2014-04-01

Large web apps in Python: A good architecture

If you are setting out to write a large application in Python using a relational database, this long post is for you. Herein I share some experience acquired over 6 months while writing large applications that use SQLAlchemy (the most advanced ORM available for the Python language) in a large team.

To be honest, I think this post might be too convoluted, trying to teach too many things at once. But it is really trying to show how multiple aspects converge to fail together.

The dangers ahead

It would be near impossible to explain all the reasons for the bad software I have seen, but it is safe to say they result from the interplay of some forces:

haste
suboptimal technological choices
the fact that SQLAlchemy requires a few weeks of study before a developer can use it wisely
lack of a better overall architecture than MVC
inconsistent understanding of MVC among developers
developers who don’t yet realize that test automation should inform the way the main code is factored
the need to practice TDD (Test Driven Development), which means, write your unit test first
the deleterious effect that a relational database can have on the speed of one’s test suite
the need to learn what unit tests really are: some devs write integration tests thinking they are unit tests

I will talk about all of these forces, their relationships and some solutions.

Haste is bad... Don’t hurry... Mkay?

Unless the software is to be extremely short-lived, it never pays off to write it in a hurry.
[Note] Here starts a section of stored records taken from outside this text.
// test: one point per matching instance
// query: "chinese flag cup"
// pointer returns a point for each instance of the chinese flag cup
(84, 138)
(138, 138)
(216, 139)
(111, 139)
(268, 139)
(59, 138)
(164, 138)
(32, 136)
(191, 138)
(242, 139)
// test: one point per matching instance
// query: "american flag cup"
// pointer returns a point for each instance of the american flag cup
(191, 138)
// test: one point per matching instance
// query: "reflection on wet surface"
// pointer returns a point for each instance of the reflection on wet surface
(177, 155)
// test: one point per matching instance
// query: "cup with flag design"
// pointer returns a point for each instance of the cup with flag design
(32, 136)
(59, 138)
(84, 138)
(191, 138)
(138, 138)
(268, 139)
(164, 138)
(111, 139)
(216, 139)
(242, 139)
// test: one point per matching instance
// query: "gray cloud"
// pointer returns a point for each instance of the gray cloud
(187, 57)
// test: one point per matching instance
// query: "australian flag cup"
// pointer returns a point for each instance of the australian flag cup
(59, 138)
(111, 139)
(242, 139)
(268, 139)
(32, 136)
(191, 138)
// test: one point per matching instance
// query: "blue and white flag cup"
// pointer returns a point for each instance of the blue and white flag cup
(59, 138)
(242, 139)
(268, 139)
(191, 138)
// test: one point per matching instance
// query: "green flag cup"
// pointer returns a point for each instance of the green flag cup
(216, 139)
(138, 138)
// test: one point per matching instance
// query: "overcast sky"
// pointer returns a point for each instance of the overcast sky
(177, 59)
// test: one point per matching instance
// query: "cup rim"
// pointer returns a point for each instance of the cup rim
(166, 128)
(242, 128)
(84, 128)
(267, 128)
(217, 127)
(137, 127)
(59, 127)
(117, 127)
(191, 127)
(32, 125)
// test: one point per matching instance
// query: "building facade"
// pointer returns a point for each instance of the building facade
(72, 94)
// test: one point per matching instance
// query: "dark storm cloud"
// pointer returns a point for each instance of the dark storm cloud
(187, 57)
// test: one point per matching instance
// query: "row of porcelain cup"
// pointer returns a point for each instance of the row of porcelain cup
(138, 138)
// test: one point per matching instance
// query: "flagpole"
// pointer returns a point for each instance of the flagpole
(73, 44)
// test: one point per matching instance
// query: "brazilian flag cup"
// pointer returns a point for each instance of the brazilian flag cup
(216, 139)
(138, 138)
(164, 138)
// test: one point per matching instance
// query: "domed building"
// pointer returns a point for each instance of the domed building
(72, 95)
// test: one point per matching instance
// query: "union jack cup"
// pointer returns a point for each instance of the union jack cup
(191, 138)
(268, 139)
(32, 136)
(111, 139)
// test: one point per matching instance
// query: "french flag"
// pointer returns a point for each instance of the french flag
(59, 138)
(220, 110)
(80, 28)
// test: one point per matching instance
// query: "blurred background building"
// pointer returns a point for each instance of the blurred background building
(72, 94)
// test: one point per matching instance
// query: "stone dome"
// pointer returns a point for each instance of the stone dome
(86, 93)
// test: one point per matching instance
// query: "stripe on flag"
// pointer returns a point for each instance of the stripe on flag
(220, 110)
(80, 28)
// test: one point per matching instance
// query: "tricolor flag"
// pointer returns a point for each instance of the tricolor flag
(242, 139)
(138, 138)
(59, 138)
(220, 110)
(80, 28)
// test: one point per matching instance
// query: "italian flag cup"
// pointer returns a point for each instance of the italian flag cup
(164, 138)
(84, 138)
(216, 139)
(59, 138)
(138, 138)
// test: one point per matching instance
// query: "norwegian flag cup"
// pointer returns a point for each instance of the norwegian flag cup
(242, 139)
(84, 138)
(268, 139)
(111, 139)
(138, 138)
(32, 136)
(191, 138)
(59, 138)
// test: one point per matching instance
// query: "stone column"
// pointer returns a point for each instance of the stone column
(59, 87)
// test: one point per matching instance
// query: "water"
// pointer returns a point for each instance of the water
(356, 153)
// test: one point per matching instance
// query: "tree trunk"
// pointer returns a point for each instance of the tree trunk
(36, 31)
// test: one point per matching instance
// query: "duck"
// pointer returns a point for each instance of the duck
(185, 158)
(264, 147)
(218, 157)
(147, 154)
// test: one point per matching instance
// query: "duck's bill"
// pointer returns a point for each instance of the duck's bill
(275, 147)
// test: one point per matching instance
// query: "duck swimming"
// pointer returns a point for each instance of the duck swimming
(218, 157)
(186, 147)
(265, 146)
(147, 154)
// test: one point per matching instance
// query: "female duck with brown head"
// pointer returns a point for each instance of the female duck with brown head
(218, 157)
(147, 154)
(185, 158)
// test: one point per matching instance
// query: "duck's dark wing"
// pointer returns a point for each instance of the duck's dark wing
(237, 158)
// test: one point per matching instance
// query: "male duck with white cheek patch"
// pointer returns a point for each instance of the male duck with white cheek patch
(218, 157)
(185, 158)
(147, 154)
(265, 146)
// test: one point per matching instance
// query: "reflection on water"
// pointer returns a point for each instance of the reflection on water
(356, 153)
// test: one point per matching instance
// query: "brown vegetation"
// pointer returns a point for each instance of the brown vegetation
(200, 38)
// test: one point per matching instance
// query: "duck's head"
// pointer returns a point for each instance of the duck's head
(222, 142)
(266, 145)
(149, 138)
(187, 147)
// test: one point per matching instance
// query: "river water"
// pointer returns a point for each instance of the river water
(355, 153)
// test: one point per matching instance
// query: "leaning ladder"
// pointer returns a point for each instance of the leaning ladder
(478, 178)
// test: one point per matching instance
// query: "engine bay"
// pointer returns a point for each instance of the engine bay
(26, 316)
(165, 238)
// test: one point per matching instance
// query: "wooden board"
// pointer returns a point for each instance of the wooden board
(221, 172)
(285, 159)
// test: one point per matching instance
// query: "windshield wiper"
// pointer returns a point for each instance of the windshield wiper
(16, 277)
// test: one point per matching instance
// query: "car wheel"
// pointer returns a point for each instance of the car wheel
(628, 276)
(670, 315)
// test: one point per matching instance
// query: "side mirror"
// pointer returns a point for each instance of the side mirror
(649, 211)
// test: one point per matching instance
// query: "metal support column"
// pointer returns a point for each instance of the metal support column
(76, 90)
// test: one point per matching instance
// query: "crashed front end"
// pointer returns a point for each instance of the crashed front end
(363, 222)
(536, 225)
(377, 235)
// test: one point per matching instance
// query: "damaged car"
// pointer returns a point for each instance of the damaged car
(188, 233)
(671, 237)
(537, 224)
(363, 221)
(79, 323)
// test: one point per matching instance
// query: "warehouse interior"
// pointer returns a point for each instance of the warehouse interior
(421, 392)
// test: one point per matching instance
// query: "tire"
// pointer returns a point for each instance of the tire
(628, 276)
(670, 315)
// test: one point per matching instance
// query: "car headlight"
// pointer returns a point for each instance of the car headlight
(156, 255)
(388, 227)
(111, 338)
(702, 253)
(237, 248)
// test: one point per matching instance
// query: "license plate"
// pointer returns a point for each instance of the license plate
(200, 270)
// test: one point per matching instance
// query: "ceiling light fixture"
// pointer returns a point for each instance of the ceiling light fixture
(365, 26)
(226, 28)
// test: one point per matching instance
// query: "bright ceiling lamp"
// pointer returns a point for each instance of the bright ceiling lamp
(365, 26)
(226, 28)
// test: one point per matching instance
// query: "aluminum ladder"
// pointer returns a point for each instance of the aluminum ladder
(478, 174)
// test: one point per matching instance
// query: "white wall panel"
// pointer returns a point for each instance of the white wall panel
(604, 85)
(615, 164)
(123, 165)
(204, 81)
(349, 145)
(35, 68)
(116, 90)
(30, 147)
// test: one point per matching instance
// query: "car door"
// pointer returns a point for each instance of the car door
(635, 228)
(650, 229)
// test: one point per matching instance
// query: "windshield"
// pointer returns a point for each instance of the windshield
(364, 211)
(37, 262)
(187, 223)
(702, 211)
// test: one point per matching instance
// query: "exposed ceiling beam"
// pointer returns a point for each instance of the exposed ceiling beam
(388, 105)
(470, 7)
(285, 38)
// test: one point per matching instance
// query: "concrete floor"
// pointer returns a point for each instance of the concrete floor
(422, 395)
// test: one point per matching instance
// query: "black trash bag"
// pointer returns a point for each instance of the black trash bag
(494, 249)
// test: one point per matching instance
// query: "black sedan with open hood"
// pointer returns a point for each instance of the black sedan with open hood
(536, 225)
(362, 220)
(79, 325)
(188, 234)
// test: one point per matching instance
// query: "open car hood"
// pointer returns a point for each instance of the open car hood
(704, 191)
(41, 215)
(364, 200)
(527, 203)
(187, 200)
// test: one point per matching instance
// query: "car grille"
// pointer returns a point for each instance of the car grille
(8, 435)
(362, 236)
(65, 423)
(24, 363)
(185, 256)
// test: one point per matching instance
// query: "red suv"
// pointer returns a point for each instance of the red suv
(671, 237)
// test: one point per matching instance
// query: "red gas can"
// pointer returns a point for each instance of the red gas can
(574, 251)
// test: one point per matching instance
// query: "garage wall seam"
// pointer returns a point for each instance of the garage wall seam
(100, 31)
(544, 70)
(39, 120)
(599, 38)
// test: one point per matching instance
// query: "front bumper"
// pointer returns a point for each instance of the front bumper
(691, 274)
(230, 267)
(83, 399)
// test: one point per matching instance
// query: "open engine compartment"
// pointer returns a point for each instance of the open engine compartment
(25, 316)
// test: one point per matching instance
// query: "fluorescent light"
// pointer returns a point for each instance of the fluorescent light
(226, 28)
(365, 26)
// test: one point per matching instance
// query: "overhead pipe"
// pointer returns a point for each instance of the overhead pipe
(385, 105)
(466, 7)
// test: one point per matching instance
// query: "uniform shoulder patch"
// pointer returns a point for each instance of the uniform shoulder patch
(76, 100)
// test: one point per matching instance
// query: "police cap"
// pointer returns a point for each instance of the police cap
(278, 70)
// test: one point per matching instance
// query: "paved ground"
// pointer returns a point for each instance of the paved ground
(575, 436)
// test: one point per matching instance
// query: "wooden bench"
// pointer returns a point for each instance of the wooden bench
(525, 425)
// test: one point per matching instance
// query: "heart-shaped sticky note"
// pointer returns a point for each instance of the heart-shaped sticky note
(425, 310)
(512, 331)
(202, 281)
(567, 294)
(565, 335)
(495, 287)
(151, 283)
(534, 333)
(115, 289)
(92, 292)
Creating software takes time, research, learning, experimentation, refactoring and testing. Every concession you make to haste will have nasty repercussions for sure. But don’t believe me; suffer these yourself ― everyone does.

Carefully pick your frameworks

The recommendations contained in this section stand as of April 2014.

When writing large applications, one should choose tools more carefully. Don’t just go the quickest path. For instance, it pays off to choose a more complex web framework such as the full-featured, beautifully designed and thoroughly documented Pyramid, which shows a better defined scope and superior decoupling, than something like Flask, which gets small jobs done more quickly, but suffers from thread local variables everywhere, incomplete documentation that seems to only explain something to someone who already knows it, and plugin greed (Flask enthusiasts may want everything in the system to be a Flask plugin).

You will be tempted to choose Django. Its single advantage is its community size. But it suffers from age and the need for backwards compatibility. Django had to create its own ORM (SQLAlchemy didn’t exist then) which is much worse than SQLAlchemy. Also, if you only know Django, you are likely to have a misconception of the importance of SQLAlchemy. You see, the Django ORM follows the Active Record pattern, while SQLAlchemy adheres to the completely different Unit of Work pattern. It might take you some time to understand the session and the lack of a save() method on your models. This talk helps with that. Finally, Django’s templating engine is severely (and deliberately) handicapped; Genshi, for instance, is much, much richer in features.

Django is also monolithic (as in Not Invented Here syndrome) ― a design trait that flies in the face of everything I say below ― and you see people boasting that Django is a single package, as if this were a good thing. Often they avoid using the package management tools in Python and that is just silly. Many things in Django are just silly...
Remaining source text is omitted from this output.